As any familiar listener already knows, My Morning Jacket have long harbored an affinity for recording in environments that create a tangible sense of the music echoing through a physical space. As the Louisville, Ky.-based quintet's career has progressed, its albums have sounded less and less like the band was recorded live from inside a cavern and more like bandleader Jim James has learned to apply the sonic character of the room onto specific instruments. Along the way, My Morning Jacket have, to varying degrees, flirted with pop and then pulled back again; they've also incorporated touches of jazz and R&B. For their last album, 2011's Circuital, Jones and company opted once again for a live-in-a-big-room approach, but the final mixes contained more texture than early efforts such as their 1999 debut The Tennessee Fire and its follow-up, 2001's At Dawn.

This time around, for their seventh studio album The Waterfall, it's clear from the opening note that My Morning Jacket have learned to use space as just one element in their sonic palette, rather than as the single most prominent factor. James opens The Waterfall with the verses, "The answer floats on down the farthest shore of the mind / Roll the dice and sail the ship and all the doors will open" -- essentially an announcement that he's employing water symbolism to illustrate the sense of uncertainty he felt while writing this new material. Musically, though, My Morning Jacket have never sounded so decisive. After going back and forth between gritty roots-psychedelia and pop polish, MMJ land smack in the middle with The Waterfall -- arguably nailing the best qualities of both.

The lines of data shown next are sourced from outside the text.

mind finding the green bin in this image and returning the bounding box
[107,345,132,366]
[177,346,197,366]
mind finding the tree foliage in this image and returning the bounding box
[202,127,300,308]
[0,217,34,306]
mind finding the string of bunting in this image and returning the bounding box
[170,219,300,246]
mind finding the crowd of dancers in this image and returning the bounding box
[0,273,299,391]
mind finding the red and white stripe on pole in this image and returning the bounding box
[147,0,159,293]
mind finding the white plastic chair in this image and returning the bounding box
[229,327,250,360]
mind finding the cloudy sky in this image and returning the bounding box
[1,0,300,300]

They also end up with the most varied album of their career. One of the most striking things about this new set of songs is how effortlessly they flow into one another without the album ever starting to sound complacent. From falsetto "woo-woo" hooks on "Compound Fracture" to grand, folky soft-rock on "In Its Infancy (The Waterfall)" to an acoustic campfire vibe of "Get the Point," The Waterfall captures several different shades of My Morning Jacket's trademark moodiness. Wisely, the band doesn't overplay its hand -- the eerie, haunted glow of "Spring (Among the Living)" packs an especially dramatic whallop precisely because it stands out from the rest of the songs.

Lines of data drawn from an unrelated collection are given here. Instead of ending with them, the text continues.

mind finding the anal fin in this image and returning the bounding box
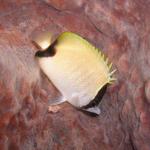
[82,106,101,116]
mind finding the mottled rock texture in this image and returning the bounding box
[0,0,150,150]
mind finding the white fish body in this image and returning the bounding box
[36,32,115,108]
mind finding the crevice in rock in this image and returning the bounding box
[129,134,137,150]
[86,15,109,37]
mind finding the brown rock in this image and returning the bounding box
[130,67,142,86]
[44,0,85,11]
[117,53,129,75]
[145,80,150,103]
[0,0,150,150]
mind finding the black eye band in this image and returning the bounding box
[35,40,57,57]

Especially encouraging is the fact that The Waterfall is actually the first of two albums that My Morning Jacket have in store. (The untitled companion offering is rumored for release later this year.) Where so many bands are well into their decline by their seventh record, My Morning Jacket buck that trend with The Waterfall, the latest example that some artists are capable of getting stronger and more creatively focused as they age.